A quick note: Blob data is data that is stored in a semantics-less fashion, usually as simple binary or character data. This could be almost any sort of data, such as images, video, sound, or natural language - but the key element is that the language or system being used to manipulate it doesn’t have an appropriate, specific data type. Blob data is often large, of variable size, and usually requires a sophisticated, outside application to interpret and present it. It is the default, catch-all way to store advanced forms of data in relational database management systems.

Another quick note: Continuous data is data that has a temporal aspect or can be broken down into segments that have their own identity.

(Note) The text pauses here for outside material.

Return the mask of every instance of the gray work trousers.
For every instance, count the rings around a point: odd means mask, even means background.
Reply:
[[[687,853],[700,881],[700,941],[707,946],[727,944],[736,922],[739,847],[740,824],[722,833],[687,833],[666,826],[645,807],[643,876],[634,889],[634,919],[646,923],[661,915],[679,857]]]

The visual part of video can be broken into clips; in fact, it can be broken all the way down to individual pixel-based images. Sound can be cut into pieces. James Joyce’s Ulysses is a big piece of continuous textual data. Like blob data, we typically need an outside appliation to interpret it. (Even the most complex application, a human, generally has trouble doing this with Ulysses.)

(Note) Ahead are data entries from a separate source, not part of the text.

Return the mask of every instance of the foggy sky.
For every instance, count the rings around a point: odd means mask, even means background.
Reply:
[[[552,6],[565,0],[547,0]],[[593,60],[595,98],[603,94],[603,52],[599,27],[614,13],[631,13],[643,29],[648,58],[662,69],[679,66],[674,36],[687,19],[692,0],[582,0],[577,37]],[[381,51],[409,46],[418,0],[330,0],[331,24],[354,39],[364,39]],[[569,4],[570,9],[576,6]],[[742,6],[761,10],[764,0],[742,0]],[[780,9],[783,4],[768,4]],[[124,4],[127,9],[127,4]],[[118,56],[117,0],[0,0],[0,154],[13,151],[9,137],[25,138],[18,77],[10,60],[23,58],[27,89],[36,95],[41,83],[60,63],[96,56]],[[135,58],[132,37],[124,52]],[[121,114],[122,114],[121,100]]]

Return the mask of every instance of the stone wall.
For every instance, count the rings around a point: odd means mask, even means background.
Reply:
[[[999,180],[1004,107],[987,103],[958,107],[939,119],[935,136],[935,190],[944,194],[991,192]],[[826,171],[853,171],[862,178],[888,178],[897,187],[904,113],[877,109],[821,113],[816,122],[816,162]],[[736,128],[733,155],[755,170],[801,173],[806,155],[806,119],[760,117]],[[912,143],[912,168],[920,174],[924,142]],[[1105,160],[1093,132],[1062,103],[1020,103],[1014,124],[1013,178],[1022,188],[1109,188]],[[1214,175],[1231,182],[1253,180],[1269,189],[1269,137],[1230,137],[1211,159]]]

Back to the Semantic Web, Web 2.0/3.0, and multimedia.

In a previous blog, we tried to define these two terms and explain why they are very different concepts. The Semantic Web is an attempt to automate the searching of the web and the integration of data collected on the web; the idea is to greatly ease the painful interactive nature of using a search engine like Google. Web 2.0/3.0 (and no, there is no sharp distinction between the two) are largely about performance, of making web applications as responsive as possible, potentially as responsive as desktop applications.

But they share one common goal: effectively managing advanced forms of media. From the Semantic Web perspective, how can we search things like sound, images, video, and natural language in a semantically-meaningful way? We use sophisticated tags and image/sound processing to do this, but it is only a small step toward a solution.

From a Web 2.0/3.0 perspective, how can we deliver up such forms of media in way that is highly responsive? Video streaming on the web is a huge challenge, for example. Or, how can we interact with video in a responsive way, in such things as games and digital libraries?

The web, in fact, is inately multimedia: we take images, icons, links, text, video, sound, and various user controls like buttons and menus, and put them together in highly sophisticated ways. And behind these web pages, databases often sit, populating dynamic pages with information in response to user requests - this data is virtually invisible to search engines. This is what makes the Semantic Web in particular such an incredible challenge. How can we ever hope to search the web automatically?

There are modest advancements that have been made. One example is something called the Synchronized Multimedia Integration Language (SMIL, pronounced like the facial phenomena). It is an XML extension that supports basic constructs to glue multiple forms of media together in two dimensions and in temporal sequences. Using XML elements and attributes (the basic constructs of XML), we can create multimedia presentations in a precise, unambiguous way.

SMIL presentations can be processed automatically. This is very significant.

So, multimedia: it’s at the core of both the Semantic Web and Web 2.0/3.0. It is one of the basic motivations for their existence.